With that aside, the main approach and goal of the team of researchers was to find a way to stabilize the mRNA while it is administered to the lungs. In some prior studies, the usage of polyethylenimine (PIE) has been quite predominant while the delivering of DNA to the lungs. The only side effect of this carrier is the fact that it doesn’t break down easily which can get accumulated on consistent administration and cause side effects.

In order to overcome these shortcomings, the researchers opted for hyperbranched poly (beta amino esters) which is a positively charged polymer and are easily biodegradable.

Following that, the team of researchers created spheres consisting of a mixture of not just the polymers but the mRNA molecules as well which were subjected to encoding luciferase which is a bioluminescent protein. The researchers then suspended these particles in droplets and administered the same to the mice via a nebulizer.
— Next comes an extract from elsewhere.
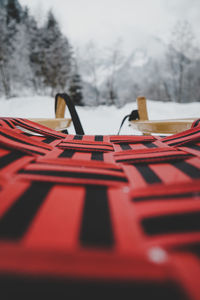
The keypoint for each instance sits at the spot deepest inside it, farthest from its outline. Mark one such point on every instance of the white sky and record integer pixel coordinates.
(106, 20)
Patel clarified stating that the inhalation process is possibly the easiest of them all when it does come to the administration of the medicine and the reaction of it in the lungs. Upon the dispersal of the particles in the lungs, they got instructed to finally produce the protein as per the mRNA instructs it to.

Following 24 hours of the administration of the aerosol, the researchers found a steady presence of the bioluminescent protein in the lungs of the mice which gradually fell down in the ratio once the mRNA started clearing out from the lungs. The researchers were able to maintain a steady level of the protein in the lungs with the administration of repeated doses of the aerosol.

Further analysis

Even further and in-depth analysis of the lungs found that the produced protein was predominantly taken up by the five lobes of the lungs, mainly focusing along the line of the lung surfaces. These cells are often associated with that of cystic fibrosis which was what paved way for the researchers to believe that this form of treatment would be essentially beneficial for patients suffering from cystic fibrosis.

Patel further stated saying that since the nanoparticles can be freezed, the same could actually be administered via the inhaler as well instead of aerosol which is believed to make this an even better process. She is working on a further analysis of the usage of the mRNA therapies in the treatment of the lung diseases in her lab at the Imperial College, London. The study has been partially funded by TranslateBio which is a company dedicated to producing mRNA therapeutics.